Przestępstwa, których nie było. TOP-10 najdziwniejszych wezwań policji w Jastrzębiu-Zdroju
Nie chciała pożyczyć...pęsęty do brwi, więc wymyśliła, że bije matkę!
To zdecydowana zwyciężczyni na najgłupsze wezwanie policji. Kobieta prosiła o interwencję policji, gdyż jak zaznaczyła, jej siostra, która leczy się psychiatrycznie jest pijana i bije matkę. Kiedy mundurowi przyjechali na miejsce, okazało się, że jastrzębianka wezwała ich, ponieważ siostra.... nie chciała pożyczyć jej pęsety do brwi. Gdy kłótnia nie pomogła, postanowiła "rozwiązać sprawę" z pomocą policji.

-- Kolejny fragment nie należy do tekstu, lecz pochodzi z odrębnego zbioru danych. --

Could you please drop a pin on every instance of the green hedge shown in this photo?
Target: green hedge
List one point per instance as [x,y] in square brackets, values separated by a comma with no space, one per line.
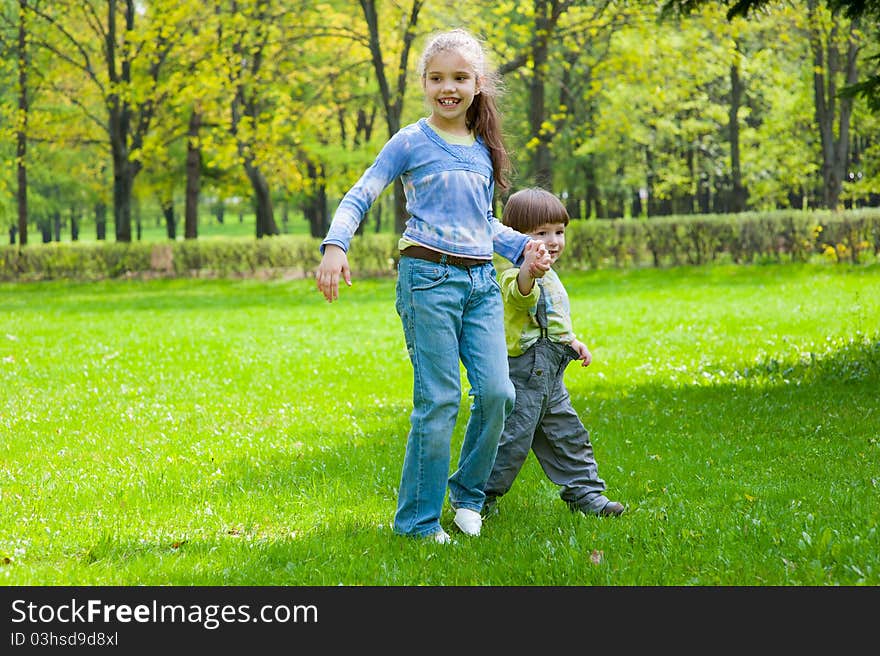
[796,236]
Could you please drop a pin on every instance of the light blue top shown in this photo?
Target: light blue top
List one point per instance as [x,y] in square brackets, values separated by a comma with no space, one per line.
[449,190]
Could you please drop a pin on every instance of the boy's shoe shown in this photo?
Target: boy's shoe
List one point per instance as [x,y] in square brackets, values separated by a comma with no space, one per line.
[440,537]
[612,509]
[468,521]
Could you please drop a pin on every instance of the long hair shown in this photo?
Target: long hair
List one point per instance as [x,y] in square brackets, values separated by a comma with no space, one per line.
[483,116]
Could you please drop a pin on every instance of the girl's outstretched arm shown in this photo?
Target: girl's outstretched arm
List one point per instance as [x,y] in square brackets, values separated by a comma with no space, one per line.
[333,263]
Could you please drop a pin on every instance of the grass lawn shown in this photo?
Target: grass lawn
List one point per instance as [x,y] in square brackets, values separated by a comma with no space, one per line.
[219,432]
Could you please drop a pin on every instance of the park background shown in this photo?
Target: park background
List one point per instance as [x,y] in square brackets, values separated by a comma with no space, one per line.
[180,406]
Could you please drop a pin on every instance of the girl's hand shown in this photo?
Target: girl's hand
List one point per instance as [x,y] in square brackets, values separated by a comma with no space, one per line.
[583,352]
[334,263]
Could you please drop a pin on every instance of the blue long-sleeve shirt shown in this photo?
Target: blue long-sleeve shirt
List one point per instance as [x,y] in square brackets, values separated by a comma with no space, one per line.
[449,190]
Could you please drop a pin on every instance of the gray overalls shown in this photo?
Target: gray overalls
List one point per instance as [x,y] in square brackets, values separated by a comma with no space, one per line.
[544,421]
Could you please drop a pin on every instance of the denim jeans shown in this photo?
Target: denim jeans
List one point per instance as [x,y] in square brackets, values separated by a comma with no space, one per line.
[450,315]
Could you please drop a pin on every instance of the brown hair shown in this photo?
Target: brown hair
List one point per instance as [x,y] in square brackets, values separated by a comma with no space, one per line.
[483,116]
[528,209]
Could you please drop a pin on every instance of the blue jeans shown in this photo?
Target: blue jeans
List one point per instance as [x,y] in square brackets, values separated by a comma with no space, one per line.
[450,315]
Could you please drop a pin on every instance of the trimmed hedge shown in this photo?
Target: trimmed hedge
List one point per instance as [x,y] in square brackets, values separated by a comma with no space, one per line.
[795,236]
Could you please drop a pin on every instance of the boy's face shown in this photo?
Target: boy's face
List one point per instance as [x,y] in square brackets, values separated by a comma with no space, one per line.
[553,236]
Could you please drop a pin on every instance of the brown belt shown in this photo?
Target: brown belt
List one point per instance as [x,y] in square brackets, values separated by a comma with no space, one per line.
[422,253]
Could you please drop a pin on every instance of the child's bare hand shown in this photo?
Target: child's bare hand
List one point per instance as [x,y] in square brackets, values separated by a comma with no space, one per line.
[333,264]
[583,352]
[536,259]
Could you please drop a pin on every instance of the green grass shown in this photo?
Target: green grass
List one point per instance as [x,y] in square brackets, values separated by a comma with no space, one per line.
[211,432]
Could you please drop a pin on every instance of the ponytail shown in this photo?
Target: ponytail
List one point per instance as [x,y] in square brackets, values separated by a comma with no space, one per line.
[484,119]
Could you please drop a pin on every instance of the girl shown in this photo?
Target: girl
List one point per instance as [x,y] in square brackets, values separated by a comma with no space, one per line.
[448,298]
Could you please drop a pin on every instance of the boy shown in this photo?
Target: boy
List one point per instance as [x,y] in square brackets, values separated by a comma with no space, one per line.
[540,344]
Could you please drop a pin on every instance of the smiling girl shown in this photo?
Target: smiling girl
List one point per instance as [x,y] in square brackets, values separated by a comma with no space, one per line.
[447,297]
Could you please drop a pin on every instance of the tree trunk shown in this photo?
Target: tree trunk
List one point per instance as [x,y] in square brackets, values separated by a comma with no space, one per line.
[101,221]
[170,220]
[738,193]
[542,163]
[393,106]
[193,177]
[826,68]
[262,201]
[21,127]
[74,224]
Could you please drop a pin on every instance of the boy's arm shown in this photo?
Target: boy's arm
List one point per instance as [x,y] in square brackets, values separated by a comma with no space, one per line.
[536,262]
[508,280]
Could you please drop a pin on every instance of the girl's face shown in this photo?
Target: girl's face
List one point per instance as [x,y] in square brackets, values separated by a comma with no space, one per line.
[450,86]
[553,237]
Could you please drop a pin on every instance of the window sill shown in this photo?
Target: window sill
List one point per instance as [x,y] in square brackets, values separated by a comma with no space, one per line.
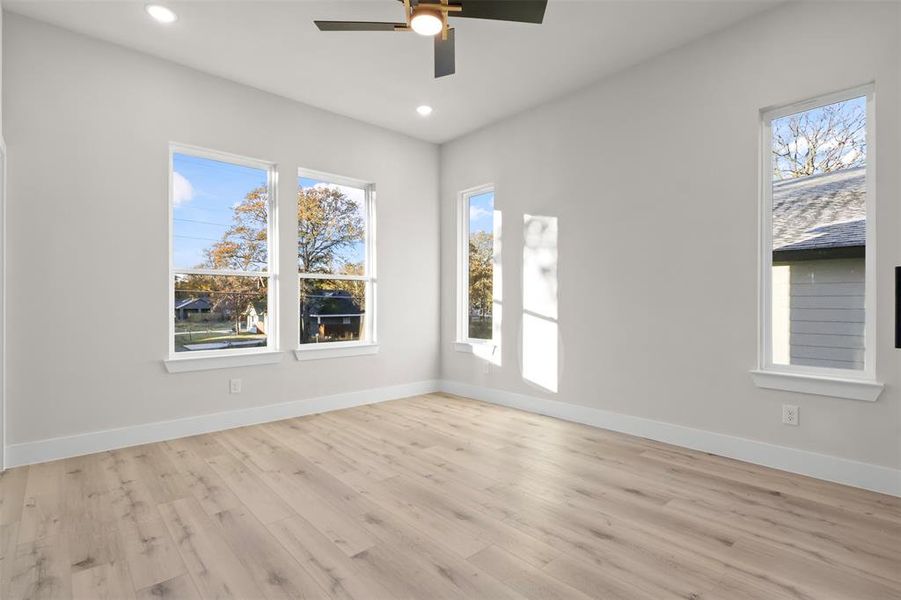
[184,364]
[835,387]
[318,352]
[475,347]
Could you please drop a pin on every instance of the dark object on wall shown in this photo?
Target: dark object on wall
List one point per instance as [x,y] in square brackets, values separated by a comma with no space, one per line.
[897,307]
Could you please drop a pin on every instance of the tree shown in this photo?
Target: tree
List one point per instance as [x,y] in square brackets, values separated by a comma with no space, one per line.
[327,221]
[481,273]
[820,141]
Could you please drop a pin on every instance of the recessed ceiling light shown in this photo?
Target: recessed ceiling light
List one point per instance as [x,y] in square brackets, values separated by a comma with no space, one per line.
[426,21]
[161,13]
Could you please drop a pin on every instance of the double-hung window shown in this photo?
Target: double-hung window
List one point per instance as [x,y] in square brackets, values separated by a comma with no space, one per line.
[479,275]
[221,300]
[336,265]
[817,247]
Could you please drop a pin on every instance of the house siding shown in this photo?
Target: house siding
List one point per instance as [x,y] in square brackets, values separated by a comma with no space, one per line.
[826,307]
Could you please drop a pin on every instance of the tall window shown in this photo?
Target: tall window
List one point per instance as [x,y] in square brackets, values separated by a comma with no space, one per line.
[335,260]
[221,271]
[818,288]
[479,319]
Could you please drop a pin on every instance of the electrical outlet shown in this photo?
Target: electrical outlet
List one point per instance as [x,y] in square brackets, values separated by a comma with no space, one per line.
[790,414]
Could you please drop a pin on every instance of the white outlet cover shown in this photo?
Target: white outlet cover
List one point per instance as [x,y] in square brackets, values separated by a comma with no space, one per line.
[790,414]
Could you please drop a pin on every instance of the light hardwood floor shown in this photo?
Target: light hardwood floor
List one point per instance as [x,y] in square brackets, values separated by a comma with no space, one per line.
[436,497]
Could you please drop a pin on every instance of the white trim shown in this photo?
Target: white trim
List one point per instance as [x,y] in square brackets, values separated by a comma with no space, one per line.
[185,362]
[476,347]
[463,267]
[835,387]
[175,363]
[370,319]
[99,441]
[3,173]
[867,376]
[821,466]
[334,350]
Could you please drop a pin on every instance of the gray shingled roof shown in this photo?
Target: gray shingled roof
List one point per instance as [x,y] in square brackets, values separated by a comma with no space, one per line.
[820,211]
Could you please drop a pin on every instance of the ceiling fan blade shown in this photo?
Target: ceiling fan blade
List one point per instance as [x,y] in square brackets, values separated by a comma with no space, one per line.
[445,63]
[356,26]
[522,11]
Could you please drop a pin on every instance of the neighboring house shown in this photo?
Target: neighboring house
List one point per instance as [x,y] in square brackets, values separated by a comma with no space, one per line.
[186,307]
[819,238]
[255,315]
[331,316]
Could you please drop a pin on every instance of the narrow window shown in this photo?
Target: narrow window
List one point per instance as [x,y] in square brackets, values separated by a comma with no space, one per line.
[221,273]
[480,274]
[335,260]
[817,240]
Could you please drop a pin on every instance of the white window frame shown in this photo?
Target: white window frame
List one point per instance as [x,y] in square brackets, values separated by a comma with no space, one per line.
[369,342]
[212,359]
[844,383]
[464,343]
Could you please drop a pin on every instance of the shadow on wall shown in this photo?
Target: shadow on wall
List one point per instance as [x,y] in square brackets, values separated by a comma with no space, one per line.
[540,333]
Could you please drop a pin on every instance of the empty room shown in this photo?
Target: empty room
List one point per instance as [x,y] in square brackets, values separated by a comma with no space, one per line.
[450,299]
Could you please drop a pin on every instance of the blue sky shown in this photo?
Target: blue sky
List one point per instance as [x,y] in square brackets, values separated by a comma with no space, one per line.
[204,193]
[481,213]
[355,253]
[847,107]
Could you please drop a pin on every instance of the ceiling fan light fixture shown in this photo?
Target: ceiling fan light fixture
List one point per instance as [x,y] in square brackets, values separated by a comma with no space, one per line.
[426,21]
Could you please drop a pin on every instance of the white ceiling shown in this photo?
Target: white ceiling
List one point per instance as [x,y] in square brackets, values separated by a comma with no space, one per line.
[380,77]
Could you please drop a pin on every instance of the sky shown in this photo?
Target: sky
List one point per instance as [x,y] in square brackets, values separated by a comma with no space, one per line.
[481,213]
[848,107]
[204,193]
[355,253]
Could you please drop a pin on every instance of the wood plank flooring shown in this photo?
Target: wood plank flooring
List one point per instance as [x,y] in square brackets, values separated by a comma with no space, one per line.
[436,497]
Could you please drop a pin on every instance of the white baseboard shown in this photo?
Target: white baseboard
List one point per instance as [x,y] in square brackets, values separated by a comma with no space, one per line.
[110,439]
[822,466]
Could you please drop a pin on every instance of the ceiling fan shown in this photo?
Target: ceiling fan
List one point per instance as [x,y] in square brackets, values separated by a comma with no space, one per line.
[429,18]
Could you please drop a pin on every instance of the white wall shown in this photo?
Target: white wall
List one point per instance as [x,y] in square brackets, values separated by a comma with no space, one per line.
[653,177]
[87,125]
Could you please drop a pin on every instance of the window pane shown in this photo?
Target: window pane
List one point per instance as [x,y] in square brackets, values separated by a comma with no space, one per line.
[332,311]
[220,313]
[819,236]
[481,265]
[331,228]
[219,214]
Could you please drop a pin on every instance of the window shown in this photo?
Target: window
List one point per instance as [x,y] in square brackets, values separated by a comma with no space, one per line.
[817,292]
[221,296]
[479,268]
[335,261]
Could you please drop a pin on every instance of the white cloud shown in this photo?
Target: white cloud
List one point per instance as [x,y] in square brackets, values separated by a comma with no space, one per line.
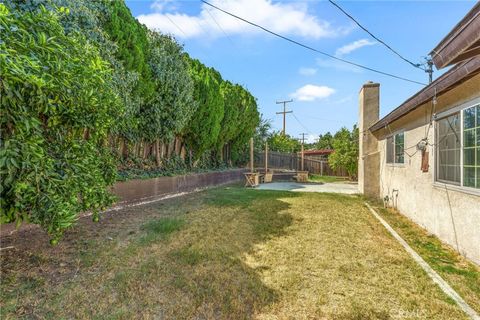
[307,71]
[311,92]
[348,48]
[284,18]
[163,5]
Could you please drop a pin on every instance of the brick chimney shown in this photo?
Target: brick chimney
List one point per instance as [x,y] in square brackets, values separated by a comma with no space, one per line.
[369,157]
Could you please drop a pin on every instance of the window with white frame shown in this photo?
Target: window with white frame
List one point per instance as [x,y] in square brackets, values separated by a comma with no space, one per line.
[395,148]
[458,148]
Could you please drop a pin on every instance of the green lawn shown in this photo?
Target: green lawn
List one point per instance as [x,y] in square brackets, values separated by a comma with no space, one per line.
[228,253]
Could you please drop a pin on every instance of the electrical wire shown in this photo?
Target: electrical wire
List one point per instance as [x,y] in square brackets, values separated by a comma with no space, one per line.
[313,49]
[416,65]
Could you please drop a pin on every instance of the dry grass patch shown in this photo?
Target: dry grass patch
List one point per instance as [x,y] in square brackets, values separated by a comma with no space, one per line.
[227,253]
[461,274]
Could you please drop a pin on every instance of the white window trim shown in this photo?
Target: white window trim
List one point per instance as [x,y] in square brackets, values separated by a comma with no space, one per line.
[441,183]
[393,134]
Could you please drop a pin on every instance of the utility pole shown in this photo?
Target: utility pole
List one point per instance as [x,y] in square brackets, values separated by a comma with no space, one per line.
[302,154]
[303,137]
[284,112]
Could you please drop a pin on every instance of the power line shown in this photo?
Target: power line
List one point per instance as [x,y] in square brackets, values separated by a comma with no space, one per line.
[416,65]
[311,48]
[304,127]
[218,25]
[176,25]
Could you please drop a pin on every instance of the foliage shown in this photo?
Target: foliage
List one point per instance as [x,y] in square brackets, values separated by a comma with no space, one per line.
[283,143]
[202,131]
[325,141]
[345,144]
[132,44]
[172,104]
[88,81]
[53,160]
[248,121]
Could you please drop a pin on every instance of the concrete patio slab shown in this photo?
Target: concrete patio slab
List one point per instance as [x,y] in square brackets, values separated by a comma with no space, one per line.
[346,188]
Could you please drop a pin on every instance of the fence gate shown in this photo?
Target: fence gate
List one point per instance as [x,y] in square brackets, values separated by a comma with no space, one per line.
[292,161]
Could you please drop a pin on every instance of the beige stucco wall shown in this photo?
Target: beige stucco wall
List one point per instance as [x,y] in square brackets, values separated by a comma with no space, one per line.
[450,214]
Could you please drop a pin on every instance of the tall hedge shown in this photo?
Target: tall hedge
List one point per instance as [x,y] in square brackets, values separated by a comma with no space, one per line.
[86,89]
[201,133]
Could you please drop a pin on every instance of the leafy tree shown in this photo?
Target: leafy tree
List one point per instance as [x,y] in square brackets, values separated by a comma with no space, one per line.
[262,133]
[172,104]
[283,143]
[132,44]
[53,158]
[345,155]
[201,133]
[233,100]
[325,141]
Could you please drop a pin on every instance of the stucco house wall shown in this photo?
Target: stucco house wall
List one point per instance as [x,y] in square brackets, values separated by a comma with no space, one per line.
[447,211]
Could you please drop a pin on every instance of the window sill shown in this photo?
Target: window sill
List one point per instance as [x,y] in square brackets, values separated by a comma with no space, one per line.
[440,185]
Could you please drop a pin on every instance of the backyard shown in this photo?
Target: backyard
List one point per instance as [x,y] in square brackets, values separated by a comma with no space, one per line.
[233,253]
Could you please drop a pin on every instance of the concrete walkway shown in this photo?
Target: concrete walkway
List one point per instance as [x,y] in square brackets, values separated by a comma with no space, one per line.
[346,188]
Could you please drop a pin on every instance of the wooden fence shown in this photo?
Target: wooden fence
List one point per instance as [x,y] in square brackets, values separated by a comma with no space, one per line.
[292,161]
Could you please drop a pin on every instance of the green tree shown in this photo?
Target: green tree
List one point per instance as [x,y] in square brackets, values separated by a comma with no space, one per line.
[262,133]
[325,141]
[283,143]
[345,155]
[53,159]
[172,105]
[201,133]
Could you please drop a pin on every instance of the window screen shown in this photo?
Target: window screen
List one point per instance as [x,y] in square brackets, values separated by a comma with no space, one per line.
[448,149]
[395,147]
[471,147]
[399,147]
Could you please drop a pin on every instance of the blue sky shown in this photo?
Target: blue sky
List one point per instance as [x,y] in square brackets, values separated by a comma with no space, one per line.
[325,92]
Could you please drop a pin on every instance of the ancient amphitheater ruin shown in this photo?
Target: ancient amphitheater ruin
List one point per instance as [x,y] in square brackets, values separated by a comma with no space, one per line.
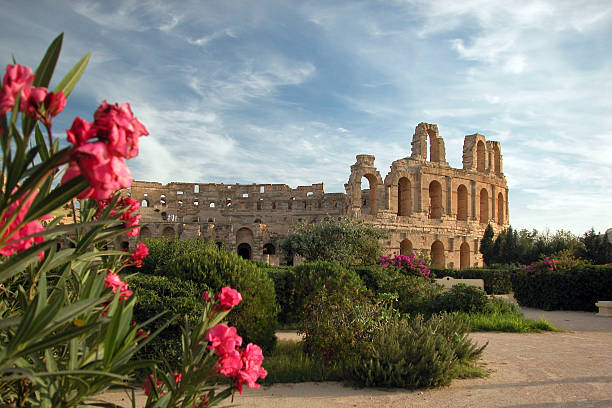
[424,204]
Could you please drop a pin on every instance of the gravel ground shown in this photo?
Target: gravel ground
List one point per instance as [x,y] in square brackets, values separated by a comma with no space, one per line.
[571,369]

Kobieta za bezpodstawne wezwanie interwencji została ukarana mandatem w wysokości 500 zł. Niepotrzebne zaangażowanie policji, pogotowia czy innych służb jest wykroczeniem. Oprócz konsekwencji prawnych i finansowych pamiętajmy o tym, że blokując telefon alarmowy, uniemożliwiamy połączenie osobie, która naprawdę potrzebuje pomocy. Możesz zapłacić nawet 1500 zł grzywny!